Tom Mueller, M.S. ’92

Master’s Degree Thesis Lifted Him Above Competition

Alumnus Tom Mueller portrait
Tom Mueller, M.S. ’92, senior adviser and co-founder of SpaceX

Tom Mueller, M.S. ’92 was working in the aerospace industry and enhancing his education at Loyola Marymount University when his master’s degree thesis propelled him to new heights.

As a youngster, Mueller had played a lot with miniature rockets and dreamed of launching his own company. That trajectory led to good jobs at Hughes Aircraft and TR, but he felt that he needed a more well-rounded education and that a master’s degree would improve his chances of moving into more challenging positions. Outside of work, Mueller had been active with the Reaction Research Society, an amateur rocketry association, where he developed a 50-pound thrust engine using liquid oxygen and kerosene as the propellants. He persuaded his adviser, LMU Faculty Hall of Fame member Professor Joe Callinan, to allow him to use the design for his thesis. Through this work, and the society contacts, Mueller met his next boss, Elon Musk, president of SpaceX.

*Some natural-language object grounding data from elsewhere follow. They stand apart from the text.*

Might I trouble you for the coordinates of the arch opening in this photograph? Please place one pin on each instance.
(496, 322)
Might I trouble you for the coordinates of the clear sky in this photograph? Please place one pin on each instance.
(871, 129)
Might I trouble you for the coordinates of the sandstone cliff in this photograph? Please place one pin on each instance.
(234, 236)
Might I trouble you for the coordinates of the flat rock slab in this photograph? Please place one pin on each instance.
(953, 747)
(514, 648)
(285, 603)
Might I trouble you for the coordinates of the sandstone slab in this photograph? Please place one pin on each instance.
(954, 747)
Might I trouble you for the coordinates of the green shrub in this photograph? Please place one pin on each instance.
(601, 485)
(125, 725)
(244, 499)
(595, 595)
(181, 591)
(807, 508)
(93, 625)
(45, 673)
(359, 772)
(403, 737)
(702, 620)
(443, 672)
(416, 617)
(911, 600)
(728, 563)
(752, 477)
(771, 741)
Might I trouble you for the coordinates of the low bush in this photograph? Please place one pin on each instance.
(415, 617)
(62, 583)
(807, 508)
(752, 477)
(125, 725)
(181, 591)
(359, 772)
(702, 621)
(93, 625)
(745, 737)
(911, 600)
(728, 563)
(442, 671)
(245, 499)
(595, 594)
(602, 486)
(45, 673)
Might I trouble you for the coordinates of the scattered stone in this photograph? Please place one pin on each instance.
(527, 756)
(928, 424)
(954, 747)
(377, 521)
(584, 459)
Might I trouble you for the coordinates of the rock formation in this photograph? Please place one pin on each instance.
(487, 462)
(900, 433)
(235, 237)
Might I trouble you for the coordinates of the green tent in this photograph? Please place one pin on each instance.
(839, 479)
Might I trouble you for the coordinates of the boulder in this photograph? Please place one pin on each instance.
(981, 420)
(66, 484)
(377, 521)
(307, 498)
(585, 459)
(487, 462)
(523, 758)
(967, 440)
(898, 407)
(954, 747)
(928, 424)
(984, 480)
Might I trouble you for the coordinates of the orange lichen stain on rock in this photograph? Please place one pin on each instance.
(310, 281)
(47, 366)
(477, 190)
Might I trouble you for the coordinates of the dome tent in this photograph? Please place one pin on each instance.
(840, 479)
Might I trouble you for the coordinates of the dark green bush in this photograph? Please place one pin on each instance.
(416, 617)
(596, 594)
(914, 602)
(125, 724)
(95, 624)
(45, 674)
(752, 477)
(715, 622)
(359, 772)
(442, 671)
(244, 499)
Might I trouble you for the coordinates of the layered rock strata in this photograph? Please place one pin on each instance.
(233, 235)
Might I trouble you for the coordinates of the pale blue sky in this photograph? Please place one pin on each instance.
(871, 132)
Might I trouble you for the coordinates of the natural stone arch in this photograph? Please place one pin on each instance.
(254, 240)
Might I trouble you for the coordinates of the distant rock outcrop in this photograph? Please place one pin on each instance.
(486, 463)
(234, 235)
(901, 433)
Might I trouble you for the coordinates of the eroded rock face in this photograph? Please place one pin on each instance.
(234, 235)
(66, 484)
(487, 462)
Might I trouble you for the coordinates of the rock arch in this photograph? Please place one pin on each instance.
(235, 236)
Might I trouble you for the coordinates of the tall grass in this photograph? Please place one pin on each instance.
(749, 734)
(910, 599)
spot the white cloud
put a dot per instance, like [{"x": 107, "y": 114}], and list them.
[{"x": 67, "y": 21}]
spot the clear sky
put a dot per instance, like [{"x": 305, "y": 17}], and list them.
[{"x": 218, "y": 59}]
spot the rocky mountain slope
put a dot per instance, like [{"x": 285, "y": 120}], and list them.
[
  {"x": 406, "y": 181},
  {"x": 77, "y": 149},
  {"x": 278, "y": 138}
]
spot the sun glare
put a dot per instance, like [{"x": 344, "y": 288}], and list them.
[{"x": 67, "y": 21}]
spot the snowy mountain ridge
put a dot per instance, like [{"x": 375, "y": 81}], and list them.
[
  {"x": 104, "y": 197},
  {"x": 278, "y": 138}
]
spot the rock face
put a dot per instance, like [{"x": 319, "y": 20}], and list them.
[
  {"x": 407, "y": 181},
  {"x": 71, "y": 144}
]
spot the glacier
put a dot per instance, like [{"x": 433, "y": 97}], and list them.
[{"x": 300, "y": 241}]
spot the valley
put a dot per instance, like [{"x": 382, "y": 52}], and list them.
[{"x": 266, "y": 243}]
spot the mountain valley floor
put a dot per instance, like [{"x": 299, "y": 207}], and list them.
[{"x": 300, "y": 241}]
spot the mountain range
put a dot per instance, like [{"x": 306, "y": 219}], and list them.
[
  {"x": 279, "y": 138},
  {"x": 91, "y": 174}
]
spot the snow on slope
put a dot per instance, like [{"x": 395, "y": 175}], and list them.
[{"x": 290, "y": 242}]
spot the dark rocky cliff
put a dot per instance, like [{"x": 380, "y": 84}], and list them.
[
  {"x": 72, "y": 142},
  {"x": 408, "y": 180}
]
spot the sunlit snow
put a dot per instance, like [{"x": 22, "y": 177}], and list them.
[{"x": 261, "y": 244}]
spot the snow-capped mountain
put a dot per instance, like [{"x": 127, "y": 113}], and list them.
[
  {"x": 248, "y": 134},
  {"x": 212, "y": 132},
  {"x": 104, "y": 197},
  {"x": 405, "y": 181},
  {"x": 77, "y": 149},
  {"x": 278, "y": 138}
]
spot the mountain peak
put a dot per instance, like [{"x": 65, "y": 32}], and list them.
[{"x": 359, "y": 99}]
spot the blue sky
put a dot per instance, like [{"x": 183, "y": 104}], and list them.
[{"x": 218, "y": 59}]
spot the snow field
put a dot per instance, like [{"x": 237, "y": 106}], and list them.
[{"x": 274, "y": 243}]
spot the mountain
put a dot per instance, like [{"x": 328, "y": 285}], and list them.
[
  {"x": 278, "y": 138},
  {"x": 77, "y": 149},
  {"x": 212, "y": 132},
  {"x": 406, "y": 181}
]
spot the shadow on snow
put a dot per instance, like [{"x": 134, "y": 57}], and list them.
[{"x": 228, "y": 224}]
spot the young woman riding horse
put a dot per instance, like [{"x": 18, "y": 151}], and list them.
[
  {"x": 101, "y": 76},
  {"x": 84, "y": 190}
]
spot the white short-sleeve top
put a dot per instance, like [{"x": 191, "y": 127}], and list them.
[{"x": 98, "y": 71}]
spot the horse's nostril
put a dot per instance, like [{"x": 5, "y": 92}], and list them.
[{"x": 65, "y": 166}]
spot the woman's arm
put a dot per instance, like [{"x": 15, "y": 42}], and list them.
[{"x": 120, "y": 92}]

The LMU alum, now a senior adviser for the company, became co-founder and vice president of propulsion development — and employee No. 1 — of Space Exploration Technologies or SpaceX. The ambitious, Hawthorne, California-based commercial developer of rockets and spacecraft has made headlines with its launch missions.

Mueller has maintained his ties to LMU since graduation; he was the 2013 Graduate Commencement speaker and received an honorary doctorate from the university; he’s been profiled in the award-winning LMU Magazine; and he’s given talks on campus. He said he returns to LMU to give back and that he “has a unique story to share that may be inspiring to some.”

When the Idaho native talks to young people, his message is a positive one. “Do what you love to do and have a can-do attitude,” he told a packed audience of students, faculty, alumni, staff and community members at LMU in March 2016. He also likes to talk to elementary school students. “They get really excited by the experiments,” he said.

Mueller has followed his sense of adventure throughout his life. “I was lucky I knew what I wanted to do at an early age,” he said. And he’s followed that path higher than he had imagined.